Сколько было радости, особенно когда мамзель Сара провозгласила, что песик еще красивей, чем был у графини! Его также назвали Жоли (как и у графини!), и был установлен строгий порядок, по которому надлежало холить его и нежить. Уход за собачкой был доверен Саре. Спал Жоли на мягком диване в комнате мамзель Сары, на бархатной подушечке. Утром, когда завтракала мамзель Сара, песику также подавали завтрак — кофе или сливки, после чего Сара относила его к госпоже, чтобы та с ним немного позабавилась. Пока госпожа одевалась, за Жоли присматривал лакей, а потом, завершив барынин туалет, Сара принималась купать песика, затем расчесывала его, закутывала в тонкую простынку и, накрыв голубым атласным одеяльцем, оставляла просыхать на подушке. Изнеженный песик позволял делать с собой что угодно. Потом пани брала его на короткую прогулку в парк или, когда они были в городе, выезжала с ним в карете. В полдень ему подавали второй завтрак — немного мяса в соусе, а в четыре часа Жоли получал котлетку из куропатки, курицы или другого нежного мяса. Каждый день пища была иная, чтобы она песику не надоела. Лакей должен был накрывать стол для Жоли и подавать еду на фарфоровой тарелочке — иначе песик не притронулся бы к ней. После обеда лакей вытирал мордочку Жоли салфеткой. Остаток дня проходил у Жоли в играх и забавах, пока Сара не укладывала его в постельку. Если случалось, что Жоли не хотел ни есть, ни играть, все решали, что он заболел, и тотчас же посылали за доктором. Когда же господа отправлялись из города в имение, они брали с собой на всякий случай рецепт. Потому что хотя сельский доктор и был человеком добрым и сведущим в своем деле, лечить собаку ни за что не хотел; мамзель Сара уже советовала пани уменьшить ему жалованье (так однажды сделала ее прежняя хозяйка, после чего доктор сам набивался лечить собачку) или нанять домашнего врача, но этому совету пани не последовала, потому что другого доктора в деревне сразу не сыщешь, а держать домашнего врача было все же дороговато. В столице иное дело: там не все врачи столь педантичны, и всегда находится такой, что за несколько дукатов пропишет порошок и для собачки.
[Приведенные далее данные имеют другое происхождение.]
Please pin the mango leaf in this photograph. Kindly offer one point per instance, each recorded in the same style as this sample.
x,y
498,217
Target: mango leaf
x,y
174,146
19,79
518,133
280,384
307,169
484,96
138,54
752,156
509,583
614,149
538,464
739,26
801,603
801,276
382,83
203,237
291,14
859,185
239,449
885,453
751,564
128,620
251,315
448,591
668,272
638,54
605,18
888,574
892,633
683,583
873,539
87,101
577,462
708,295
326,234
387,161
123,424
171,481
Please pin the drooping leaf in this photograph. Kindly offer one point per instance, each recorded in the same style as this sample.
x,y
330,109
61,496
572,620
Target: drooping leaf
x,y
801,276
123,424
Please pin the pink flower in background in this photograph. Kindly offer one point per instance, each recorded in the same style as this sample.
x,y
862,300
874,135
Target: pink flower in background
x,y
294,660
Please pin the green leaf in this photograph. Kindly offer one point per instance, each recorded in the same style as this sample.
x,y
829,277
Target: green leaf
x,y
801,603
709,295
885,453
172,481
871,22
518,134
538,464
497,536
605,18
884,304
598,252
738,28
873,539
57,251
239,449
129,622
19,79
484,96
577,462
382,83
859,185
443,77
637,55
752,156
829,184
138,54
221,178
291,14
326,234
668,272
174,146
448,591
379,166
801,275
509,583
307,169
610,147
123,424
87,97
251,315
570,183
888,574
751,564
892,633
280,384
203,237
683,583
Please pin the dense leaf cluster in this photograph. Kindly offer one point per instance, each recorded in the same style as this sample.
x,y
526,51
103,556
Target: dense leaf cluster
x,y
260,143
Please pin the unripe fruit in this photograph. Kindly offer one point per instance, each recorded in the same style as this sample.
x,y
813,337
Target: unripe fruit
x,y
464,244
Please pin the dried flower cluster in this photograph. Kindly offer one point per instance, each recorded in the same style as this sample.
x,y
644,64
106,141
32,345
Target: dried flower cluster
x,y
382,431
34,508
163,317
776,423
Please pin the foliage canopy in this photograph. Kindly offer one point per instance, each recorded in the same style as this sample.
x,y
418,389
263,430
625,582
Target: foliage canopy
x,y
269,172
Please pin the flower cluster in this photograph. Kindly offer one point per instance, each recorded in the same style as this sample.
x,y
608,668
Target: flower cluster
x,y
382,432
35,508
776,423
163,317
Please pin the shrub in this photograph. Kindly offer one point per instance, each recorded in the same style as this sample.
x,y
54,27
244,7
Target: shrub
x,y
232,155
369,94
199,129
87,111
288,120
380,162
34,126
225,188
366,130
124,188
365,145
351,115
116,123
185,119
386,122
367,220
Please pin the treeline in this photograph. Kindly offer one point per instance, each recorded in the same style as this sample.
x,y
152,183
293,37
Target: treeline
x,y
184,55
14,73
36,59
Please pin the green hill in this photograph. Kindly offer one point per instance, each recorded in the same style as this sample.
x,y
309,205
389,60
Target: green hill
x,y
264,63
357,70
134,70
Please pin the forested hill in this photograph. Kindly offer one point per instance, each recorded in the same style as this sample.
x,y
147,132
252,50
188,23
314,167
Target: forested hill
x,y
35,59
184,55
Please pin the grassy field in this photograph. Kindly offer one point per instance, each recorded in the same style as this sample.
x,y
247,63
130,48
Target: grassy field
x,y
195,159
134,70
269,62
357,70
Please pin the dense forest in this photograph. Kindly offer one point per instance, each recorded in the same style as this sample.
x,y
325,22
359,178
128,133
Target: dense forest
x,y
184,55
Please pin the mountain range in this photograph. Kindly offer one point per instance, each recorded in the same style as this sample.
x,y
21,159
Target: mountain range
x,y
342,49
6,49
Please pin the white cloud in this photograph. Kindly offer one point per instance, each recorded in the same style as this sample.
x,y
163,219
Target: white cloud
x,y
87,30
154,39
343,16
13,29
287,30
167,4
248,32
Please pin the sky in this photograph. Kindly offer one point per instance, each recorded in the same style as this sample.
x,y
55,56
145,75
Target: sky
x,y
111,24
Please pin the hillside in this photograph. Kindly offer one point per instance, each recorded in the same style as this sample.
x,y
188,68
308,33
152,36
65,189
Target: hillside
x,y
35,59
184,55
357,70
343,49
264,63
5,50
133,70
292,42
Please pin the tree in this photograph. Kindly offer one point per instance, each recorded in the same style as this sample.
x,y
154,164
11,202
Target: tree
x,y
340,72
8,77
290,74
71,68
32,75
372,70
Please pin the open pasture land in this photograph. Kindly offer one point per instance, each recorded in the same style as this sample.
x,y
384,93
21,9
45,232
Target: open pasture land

Однажды пани фон Шпрингенфельд занемогла, и все время, пока она болела, Жоли, погрустневший, лежал у ее постели, чем глубоко тронул свою хозяйку. Мамзель Сара тут же рассказала, что, когда заболела графиня, ее Жоли был так же печален, и графиня так растрогалась, что назначила собачке пожизненную пенсию в пятьсот золотых на тот случай, если Жоли ее переживет. Это очень понравилось пани фон Шпрингенфельд, и, следуя возвышенному примеру графини, она также назначила пятьсот золотых своему песику на случай, если тот ее переживет, и пять сотен тому, кто будет за ним ухаживать. Все это пани скрепила собственноручной подписью, и печатью. После этого мамзель Сара стала еще больше увиваться вокруг собачки. Когда вести об этом необычном завещании разнеслись в кругу знакомых пани Шпрингенфельд, все стали превозносить ее щедрость и благородные чувства, которые проявились в этом решении. Ее сравнивали с одной княгиней, которая, получив от своего возлюбленного в подарок прекрасного коня, велела построить для него отдельную конюшню с дубовым паркетом, мраморной кормушкой и полированным стойлом. К коню был приставлен и особый слуга; когда же княгине разонравилась верховая езда, никто другой не смел садиться на этого коня. Его только водили на прогулку и кормили отрубями да булками; каждый день, кроме всего прочего, он получал еще по куску сахара. Такое содержание коню полагалось до самой смерти, что было подтверждено соответствующим документом.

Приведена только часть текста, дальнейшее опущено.